O Hurb e a 123 Milhas sofrem com o impacto nos preços de hospedagens, passagens aéreas e outros setores adjacentes ao turismo.
Pelo lado da demanda, havia muito público ansioso por retomar as viagens. Pelo lado de custos, o preço de combustíveis de aviação e de insumos para hotéis também havia subido bastante.
O Índice Nacional de Preços ao Consumidor Amplo (IPCA), do Instituto Brasileiros de Geografia e Estatística (IBGE), mostra que as passagens aéreas acumulam alta de 1,03% na janela de 12 meses. Parece pouco, mas em agosto de 2022 o item havia chegado a um acúmulo de 74,9% nos 12 meses anteriores.
Em outras palavras, os bilhetes subiram muito de preço em 2022 e ainda se mantêm em patamar alto um ano depois.
Já as hospedagens estão em escalada progressiva de preços. O acumulado em julho deste ano chegou a 14,17%, em leve desaceleração em relação aos 22,19% que acumulava em agosto de 2022.
Também traduzindo os números: trata-se de um aumento considerável em 2022 e que foi sustentado mês a mês até julho deste ano.
O mesmo acontece com pacotes turísticos, outro subitem do IPCA. O aumento de 23,18% em agosto de 2022 mostra aumento em relação ao ano anterior. Mas houve desaceleração para 8,18% em julho de 2023. A alta ainda é considerável, mas vem retraindo.
Como fica a situação da empresa?
A 123 Milhas garante que os pacotes “Promo” representam apenas 7% de sua operação, e que clientes dos demais pacotes não serão prejudicados. O Hurb deu justificativa parecida em abril e segue operando sem o modelo promocional.
Isso porque os pacotes tradicionais são operados com os custos atuais. São mais caros porque já embutem os preços reajustados, sem a dependência do garimpo por preços baixos.
Acontece que há um descascamento claro entre os preços, que é justamente o que prejudica os clientes que compraram os pacotes “Promo”. Os valores são mais altos e parte dos clientes pode não ter recursos para complementar o gasto.
O Ministério do Turismo informou neste domingo (20) que vai avaliar a instauração de um procedimento investigativo para identificar os clientes atingidos e promover uma reparação de danos adequada.
O mercado de milhas está em crise?
A questão da 123 Milhas é de modelo de negócio das viagens promocionais, que se provou insustentável.
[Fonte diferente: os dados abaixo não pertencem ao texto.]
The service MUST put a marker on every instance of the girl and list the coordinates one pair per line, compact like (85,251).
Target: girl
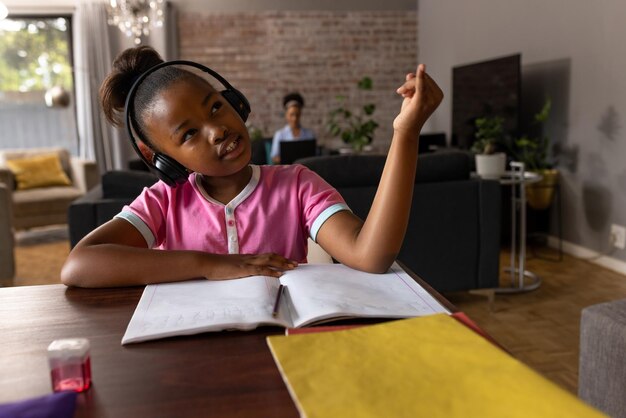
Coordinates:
(230,219)
(293,104)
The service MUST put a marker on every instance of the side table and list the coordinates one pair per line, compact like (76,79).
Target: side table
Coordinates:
(521,280)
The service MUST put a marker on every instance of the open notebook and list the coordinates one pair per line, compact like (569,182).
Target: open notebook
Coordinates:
(314,293)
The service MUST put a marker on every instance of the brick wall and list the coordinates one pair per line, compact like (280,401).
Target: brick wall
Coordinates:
(319,53)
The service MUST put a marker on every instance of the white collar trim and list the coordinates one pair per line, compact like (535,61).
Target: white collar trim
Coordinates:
(243,195)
Por ora, nada indica que a crise vá se espalhar por outros modelos de pacote de viagem, pois os cancelamos são feitos para que a empresa não absorva o prejuízo das viagens promocionais.
O que diz a 123 Milhas?
Veja abaixo o que diz a nota divulgada pela 123 Milhas sobre o cancelamento das reservas anunciado na sexta-feira.
“A 123milhas informa que decidiu suspender hoje [sexta-feira], às 18h, as emissões de passagens e pacotes da linha PROMO (com datas flexíveis) com previsão de embarque de setembro a dezembro. As vendas do produto já haviam sido interrompidas na última quarta-feira (16/08). Todos os demais produtos da 123milhas permanecem sem nenhuma alteração.
A decisão deve-se à persistência de fatores econômicos e de mercado adversos, relacionados principalmente à pressão da demanda e ao preço das tarifas aéreas. A linha PROMO representa 7% dos embarques de 2023 da companhia.
Os valores pagos pelos clientes que adquiriram produtos da linha PROMO com embarque previsto para setembro, outubro, novembro e dezembro de 2023 serão integralmente devolvidos em vouchers, com correção monetária de 150% do CDI – acima da inflação e dos juros de mercado. Os vouchers podem ser usados para compra de outros produtos da 123milhas.
As medidas referentes à linha PROMO são uma decisão responsável da 123milhas, no sentido de preservar os valores pagos pelos clientes. A empresa continua comprometida com o propósito de proporcionar a mais pessoas as melhores e mais acessíveis experiências em viagens e turismo.”